The truth about love, Barbican, London

3.00

"Tell Me the Truth About Love": Zoë Wanamaker made the request on behalf of WH Auden at the start of this lively "journey through Mozart's operas" in the Barbican's Mostly Mozart festival. The responses were many and varied. The Auden, for instance, was met with anxious questions from Cherubino, the oversexed page-boy from The Marriage of Figaro. And speaking of raging hormones, Simon Russell Beale then proffered a letter from the young Mozart suggesting that infatuation and marriage were somewhat confused in his mind, prompting Papageno and Pamina to contemplate domestic bliss from their different perspectives in the delicious Act I duet from The Magic Flute.

It was that sort of evening – poetry and song leading us in a gentle dance through the ramifications of a true love that never did run smooth. Mozart understood how fragile a thing it was and the richness of his response ensured that for the best part of 20 musical numbers he never once repeated himself. Whoever put together this entertaining confection – and I am assuming it was Ian Page of the Classical Opera Company – made shrewd choices. The juxtapositions were deliciously apt. How touching to have Shakespeare's Sonnet 18 – "Shall I compare thee to a summer's day" – segue into Tamino's first glimpse of Pamina's portrait, "Dies Bildnis ist bezaubernd". Andrew Kennedy seemed almost to replicate in his singing the unvarnished truthfulness of Russell Beale's speaking.

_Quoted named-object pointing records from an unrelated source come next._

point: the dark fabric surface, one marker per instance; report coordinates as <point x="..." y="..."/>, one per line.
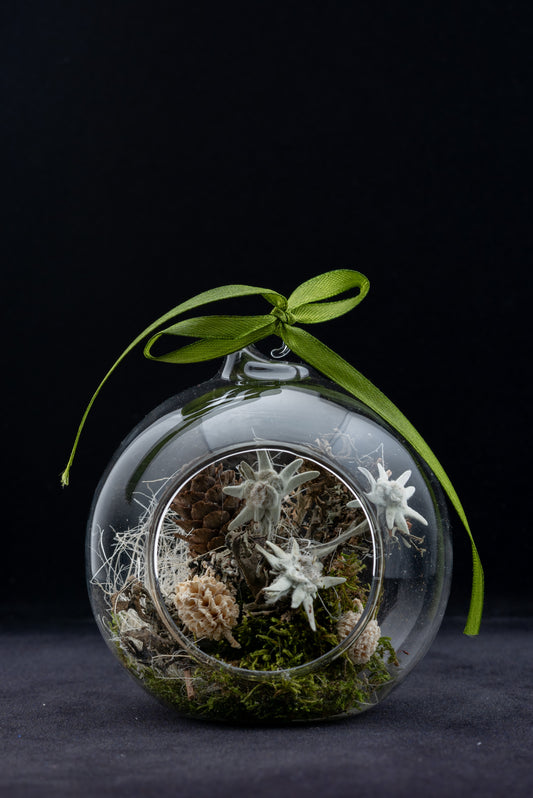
<point x="74" y="723"/>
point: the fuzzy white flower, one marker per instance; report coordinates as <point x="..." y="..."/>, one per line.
<point x="263" y="491"/>
<point x="390" y="498"/>
<point x="367" y="642"/>
<point x="299" y="574"/>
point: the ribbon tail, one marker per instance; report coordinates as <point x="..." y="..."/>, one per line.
<point x="213" y="295"/>
<point x="337" y="369"/>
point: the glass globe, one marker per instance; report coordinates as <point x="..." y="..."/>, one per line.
<point x="263" y="547"/>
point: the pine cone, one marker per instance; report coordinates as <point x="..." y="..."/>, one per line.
<point x="203" y="511"/>
<point x="207" y="608"/>
<point x="367" y="642"/>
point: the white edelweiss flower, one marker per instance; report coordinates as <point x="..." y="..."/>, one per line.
<point x="390" y="498"/>
<point x="263" y="491"/>
<point x="299" y="574"/>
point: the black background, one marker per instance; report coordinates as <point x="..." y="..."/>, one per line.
<point x="152" y="151"/>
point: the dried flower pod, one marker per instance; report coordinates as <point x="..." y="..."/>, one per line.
<point x="367" y="642"/>
<point x="207" y="608"/>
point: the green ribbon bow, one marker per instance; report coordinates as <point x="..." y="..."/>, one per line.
<point x="220" y="335"/>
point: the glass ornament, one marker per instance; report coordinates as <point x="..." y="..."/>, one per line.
<point x="264" y="547"/>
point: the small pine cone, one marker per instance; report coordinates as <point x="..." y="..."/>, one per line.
<point x="367" y="642"/>
<point x="203" y="511"/>
<point x="207" y="608"/>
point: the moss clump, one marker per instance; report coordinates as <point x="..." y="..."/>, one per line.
<point x="332" y="691"/>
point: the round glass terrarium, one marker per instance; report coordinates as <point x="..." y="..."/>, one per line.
<point x="263" y="547"/>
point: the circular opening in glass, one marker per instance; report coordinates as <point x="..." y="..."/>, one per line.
<point x="264" y="561"/>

Credit, too, should go to Katija Dragojevic, who caught well Cherubino's breathless palpitations, and Klara Ek, who got to sparkle in the high-wire soprano numbers. Oddly disappointing was Garry Magee, whose colourless singing hardly matched his swarthy appearance, though he did raise a laugh as Nardo from La finta giardiniera.

No question about the star turn, though. Rebecca Evans negotiated the prodigious vocal and emotional hurdles of "Per pieta" from Cosi fan tutte with still, sure, artistry, notably shadowed by the natural horns of the Orchestra of the Classical Opera Company. Mozart doesn't make it easy for anyone – except us, of course.